I am a long term care nursing instructor. I teach CNA classes. That's right CNA, Certified Nursing Assistant. It's a starting point for many care providers --- I was there myself --- and it taught me about being a nurse. It was the most challenging work I ever did. Today, it is one of the most critical roles in long term care. We cannot exist without our CNAs.

Michele Thacker, Lifelong Health

A few years ago, I was in the hospital with my mother when she was ill. Her primary nurse could see right through me and asked, “You're a nurse aren't you?" I proudly admitted I was. "What setting do you practice?" I went on to tell her I worked in Aging Related Services and taught CNA classes. With respect, she said. "Well you certainly earn your money." This nurse went on to tell me that she knew the special nature of working with senior adults and how it really takes a special person.

To go into nursing, you have to have love, caring, compassion for your fellow being. These CNA classes remind me each time I teach, that these are the FUNDAMENTALS of nursing and this is why I went into nursing in the first place. I have the opportunity to be the first instructor and an inspiration for these students. I help set the tone for nursing for them. What a privilege I've been given.

Before we go to clinical each morning for two weeks we stand in a circle holding hands and we pray before we go to care for these precious people. They are given the choice to participate or not.
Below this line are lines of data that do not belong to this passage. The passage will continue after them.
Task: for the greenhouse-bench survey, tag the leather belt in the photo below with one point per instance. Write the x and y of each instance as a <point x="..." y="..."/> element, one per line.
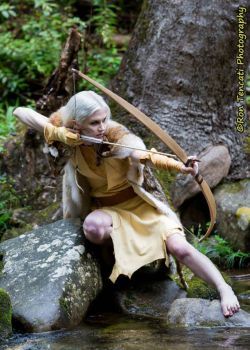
<point x="118" y="198"/>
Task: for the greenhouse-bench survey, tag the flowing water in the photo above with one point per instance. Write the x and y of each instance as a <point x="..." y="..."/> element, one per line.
<point x="109" y="331"/>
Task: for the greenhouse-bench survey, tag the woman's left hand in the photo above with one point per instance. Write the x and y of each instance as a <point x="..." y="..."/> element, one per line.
<point x="193" y="168"/>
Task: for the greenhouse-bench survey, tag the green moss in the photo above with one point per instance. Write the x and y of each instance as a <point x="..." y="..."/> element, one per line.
<point x="199" y="289"/>
<point x="5" y="314"/>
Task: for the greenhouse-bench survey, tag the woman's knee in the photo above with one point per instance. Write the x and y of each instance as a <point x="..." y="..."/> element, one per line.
<point x="180" y="248"/>
<point x="97" y="227"/>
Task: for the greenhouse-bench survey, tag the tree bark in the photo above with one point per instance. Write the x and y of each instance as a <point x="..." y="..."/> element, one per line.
<point x="181" y="70"/>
I've never had a student decline to pray. We hit the floor the first day, the students reminding me of my children going off to school for the first day. Sometimes they are petrified.

I remember not so long ago in the 1980s having that feeling, rekindling each time there is a class. The work of CNAs sometimes involves assisting residents with simple tasks like brushing their teeth or putting on socks. They help adults maintain or gain independence in defiance of the effects of illness and the aging process. The students learn to listen to the stories of wisdom and all the days gone by, realizing that the people they care for are just like us, they are the same, simply older.
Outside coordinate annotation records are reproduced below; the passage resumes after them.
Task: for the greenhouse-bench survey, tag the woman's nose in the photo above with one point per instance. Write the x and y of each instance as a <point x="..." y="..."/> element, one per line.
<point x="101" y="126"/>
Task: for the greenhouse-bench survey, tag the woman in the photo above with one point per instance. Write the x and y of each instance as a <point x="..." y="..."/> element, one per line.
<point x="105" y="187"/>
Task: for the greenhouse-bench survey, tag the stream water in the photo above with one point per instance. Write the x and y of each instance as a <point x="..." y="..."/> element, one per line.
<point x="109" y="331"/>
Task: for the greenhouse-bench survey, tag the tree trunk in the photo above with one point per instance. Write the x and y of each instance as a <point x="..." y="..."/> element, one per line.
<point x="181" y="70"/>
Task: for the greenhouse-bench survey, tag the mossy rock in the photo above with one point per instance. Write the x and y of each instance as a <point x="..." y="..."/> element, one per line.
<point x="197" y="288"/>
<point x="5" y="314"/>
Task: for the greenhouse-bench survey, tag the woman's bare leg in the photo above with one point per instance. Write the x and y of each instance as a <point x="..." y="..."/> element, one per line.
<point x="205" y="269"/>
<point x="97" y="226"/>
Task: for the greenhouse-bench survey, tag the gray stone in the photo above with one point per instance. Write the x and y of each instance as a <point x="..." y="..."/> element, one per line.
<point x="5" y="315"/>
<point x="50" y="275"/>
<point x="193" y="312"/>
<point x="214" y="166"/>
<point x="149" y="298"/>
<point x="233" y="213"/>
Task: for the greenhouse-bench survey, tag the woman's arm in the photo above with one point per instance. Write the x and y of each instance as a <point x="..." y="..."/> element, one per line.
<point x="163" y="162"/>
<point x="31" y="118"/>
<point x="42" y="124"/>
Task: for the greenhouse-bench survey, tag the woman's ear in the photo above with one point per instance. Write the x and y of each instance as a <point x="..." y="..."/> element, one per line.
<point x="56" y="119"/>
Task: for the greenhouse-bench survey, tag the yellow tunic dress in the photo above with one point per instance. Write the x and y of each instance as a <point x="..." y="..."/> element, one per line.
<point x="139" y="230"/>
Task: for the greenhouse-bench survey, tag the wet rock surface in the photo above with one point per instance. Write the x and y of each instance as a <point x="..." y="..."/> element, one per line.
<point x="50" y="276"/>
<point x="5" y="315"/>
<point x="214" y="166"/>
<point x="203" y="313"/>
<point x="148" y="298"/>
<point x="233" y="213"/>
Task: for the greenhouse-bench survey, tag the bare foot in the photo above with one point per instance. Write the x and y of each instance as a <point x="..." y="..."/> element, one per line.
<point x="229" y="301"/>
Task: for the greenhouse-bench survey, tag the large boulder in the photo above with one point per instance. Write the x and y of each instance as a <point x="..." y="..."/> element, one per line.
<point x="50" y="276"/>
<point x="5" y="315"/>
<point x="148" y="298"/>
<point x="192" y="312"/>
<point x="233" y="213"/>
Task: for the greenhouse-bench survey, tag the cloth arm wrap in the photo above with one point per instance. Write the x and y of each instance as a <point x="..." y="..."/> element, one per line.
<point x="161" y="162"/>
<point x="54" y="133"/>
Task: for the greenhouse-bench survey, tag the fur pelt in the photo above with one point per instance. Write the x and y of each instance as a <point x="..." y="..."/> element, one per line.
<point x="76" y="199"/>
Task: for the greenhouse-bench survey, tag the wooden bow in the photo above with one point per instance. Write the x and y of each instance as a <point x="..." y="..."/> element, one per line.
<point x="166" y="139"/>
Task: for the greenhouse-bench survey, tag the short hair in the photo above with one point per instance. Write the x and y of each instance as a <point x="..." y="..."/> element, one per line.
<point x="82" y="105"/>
Most of my students will say that they didn't think they could take care of the elderly. Then they grow to love them and appreciate how comical they are, admitting they are just like them! Someone has time to sit and hold their hand, smiling and listening to them. They learn to listen, even through the limitations of dementia. They learn pieces of puzzles from the past and how that long term memory stays intact; that person is searching for resolution for something in their past that they never were able to resolve. They are hungry to learn and understand what that resident is trying to pull out from the past.

The unfortunate reality is that occasionally a resident will present challenges. But for us, a resident like this can also provide rewarding opportunities. One particular resident comes to mind. She was so bitter and angry and showed it outwardly in her behavior. She resisted care all around, no matter what approach one took. Providing daily care for this resident required the most understanding CNA. One of the students wanted to care for this resident. She was up to the challenge, so was I. She took care of this resident, showing her that, no matter what, she was going to take good care of her and to give her a chance. Finally, day of graduation came and the student went back to see her resident after two difficult weeks of clinical. The resident welled up with tears rolling down her cheeks and told the student, "I Love You."

Lastly, they show, they give and learn to love. And the residents return the love back. I am truly blessed to do what I do and so thankful for the opportunity to try to make a difference.